B. Les actions et les décisions de la Commission à l'égard des rapports ont-elles un effet sur la compétence du Tribunal d'instruire la plainte?

[26] À mon avis, la communication du rapport Weiner après le renvoi de la plainte n'a aucun effet que ce soit sur la compétence du Tribunal d'instruire la plainte.

[27] La Commission prend une décision de renvoyer une plainte au Tribunal sur le fondement des renseignements dont elle dispose au moment de la décision. Si une partie est d'avis que la décision de la Commission est invalide, le seul recours est de présenter à la Cour fédérale du Canada une demande de contrôle judiciaire de la décision. La Loi ne donne au Tribunal aucun pouvoir lui permettant de mettre en doute la validité de la décision de la Commission de lui renvoyer une plainte. Ce pouvoir fait partie du ressort exclusif de la Cour fédérale. (International Longshore & Warehouse Union (Section maritime), Local 400 c. Oster, 2001 CFPI 1115, au paragraphe 29, et Tweten c. RTL Robinson Enterprises Ltd., 2004 TCDP 8, au paragraphe 17.)

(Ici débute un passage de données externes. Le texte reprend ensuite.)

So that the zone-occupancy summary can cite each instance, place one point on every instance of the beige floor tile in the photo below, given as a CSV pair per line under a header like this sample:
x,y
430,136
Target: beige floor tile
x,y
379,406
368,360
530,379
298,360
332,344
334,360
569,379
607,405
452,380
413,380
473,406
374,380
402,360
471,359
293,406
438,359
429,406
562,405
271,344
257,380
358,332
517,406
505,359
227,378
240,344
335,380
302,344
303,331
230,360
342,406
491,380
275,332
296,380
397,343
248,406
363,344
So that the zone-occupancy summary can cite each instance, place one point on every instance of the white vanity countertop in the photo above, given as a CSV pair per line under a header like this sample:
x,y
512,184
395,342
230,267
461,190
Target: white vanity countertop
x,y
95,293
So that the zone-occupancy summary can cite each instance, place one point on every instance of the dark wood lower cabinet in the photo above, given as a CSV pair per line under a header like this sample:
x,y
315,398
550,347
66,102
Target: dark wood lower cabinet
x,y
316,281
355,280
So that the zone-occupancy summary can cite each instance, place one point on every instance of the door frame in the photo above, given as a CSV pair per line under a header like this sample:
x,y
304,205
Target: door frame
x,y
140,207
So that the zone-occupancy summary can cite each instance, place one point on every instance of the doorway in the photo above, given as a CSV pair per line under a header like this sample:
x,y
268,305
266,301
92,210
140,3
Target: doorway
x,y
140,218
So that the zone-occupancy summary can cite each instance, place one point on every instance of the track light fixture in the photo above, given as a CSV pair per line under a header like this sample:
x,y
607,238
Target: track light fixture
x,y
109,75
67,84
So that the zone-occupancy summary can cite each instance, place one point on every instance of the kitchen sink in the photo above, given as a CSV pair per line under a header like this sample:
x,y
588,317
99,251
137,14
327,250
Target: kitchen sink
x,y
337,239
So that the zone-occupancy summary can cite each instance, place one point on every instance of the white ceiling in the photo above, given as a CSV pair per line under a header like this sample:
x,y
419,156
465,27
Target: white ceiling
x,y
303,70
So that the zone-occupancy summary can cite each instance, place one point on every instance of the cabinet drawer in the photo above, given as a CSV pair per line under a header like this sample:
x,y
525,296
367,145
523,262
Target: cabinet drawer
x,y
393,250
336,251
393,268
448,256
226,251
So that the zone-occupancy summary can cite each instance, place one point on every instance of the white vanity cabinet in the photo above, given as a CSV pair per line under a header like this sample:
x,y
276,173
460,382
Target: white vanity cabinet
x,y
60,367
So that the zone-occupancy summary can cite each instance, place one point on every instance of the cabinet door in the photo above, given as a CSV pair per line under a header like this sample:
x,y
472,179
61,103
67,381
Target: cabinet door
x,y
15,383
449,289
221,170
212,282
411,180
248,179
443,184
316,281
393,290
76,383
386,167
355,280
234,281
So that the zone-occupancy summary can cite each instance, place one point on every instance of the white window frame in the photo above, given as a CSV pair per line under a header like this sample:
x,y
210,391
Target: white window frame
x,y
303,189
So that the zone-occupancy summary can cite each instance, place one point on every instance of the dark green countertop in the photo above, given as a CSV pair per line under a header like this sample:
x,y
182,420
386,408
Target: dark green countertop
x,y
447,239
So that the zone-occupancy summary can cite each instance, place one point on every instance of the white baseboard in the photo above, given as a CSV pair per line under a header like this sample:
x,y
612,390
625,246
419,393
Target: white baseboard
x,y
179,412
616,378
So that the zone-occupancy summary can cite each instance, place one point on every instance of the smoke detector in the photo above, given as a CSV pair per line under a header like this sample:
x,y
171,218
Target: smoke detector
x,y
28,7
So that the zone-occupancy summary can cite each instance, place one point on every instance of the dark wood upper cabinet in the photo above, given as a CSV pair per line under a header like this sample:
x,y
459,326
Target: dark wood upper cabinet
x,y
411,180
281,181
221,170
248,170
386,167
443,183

[28] Par conséquent, même si on pouvait dire que le rapport Weiner remplaçait le rapport Haignere, le Tribunal ne pourrait pas rendre une décision quant à la question de savoir si une telle action rendrait invalide le renvoi. Le Tribunal est plutôt tenu de procéder à l'instruction de la plainte, sauf si une demande de contrôle judiciaire de la décision de la Commission est accueillie.

[29] Le Musée prétend que le pouvoir de la Commission prévu par la loi qui permet de demander une instruction est limité à la plainte visée par le rapport (article 44 de la Loi). Par conséquent, par extension, la compétence du Tribunal est limitée à la plainte visée par le rapport. Étant donné que le rapport dans la présente affaire signifie dans les faits le rapport Haignere, et que la Commission a décidé de ne pas appeler comme témoin l'auteure de ce rapport, le Musée prétend que le Tribunal n'a pas compétence pour poursuivre l'affaire plus à fond.

[30] Les arguments du Musée à cet égard ne sont pas compatibles avec les déclarations de la Cour d'appel fédérale dans l'arrêt Bell Canada c. Syndicat canadien des communications, de l'énergie et du papier, [1999] 1 C.F. 113, au paragraphe 37 (C.A.F.). Dans cet arrêt, la Cour d'appel a statué que lorsqu'il instruit une plainte, le Tribunal n'est aucunement lié par le rapport de l'enquêteur même si la Commission adopte le rapport comme motifs de sa décision de renvoyer la plainte au Tribunal. La Cour a déclaré que le Tribunal est un organisme autonome qui exerce ses fonctions juridictionnelles indépendamment de la Commission. Il s'ensuit que, même si l'enquêteur a adopté le rapport Haignere et que la Commission s'est appuyée sur ce rapport pour prendre sa décision, le Tribunal n'est pas lié par ce rapport. De la même façon, la décision de la Commission de ne pas appeler Mme Haignere comme témoin au cours de l'audience n'a pas d'effet sur la compétence du Tribunal.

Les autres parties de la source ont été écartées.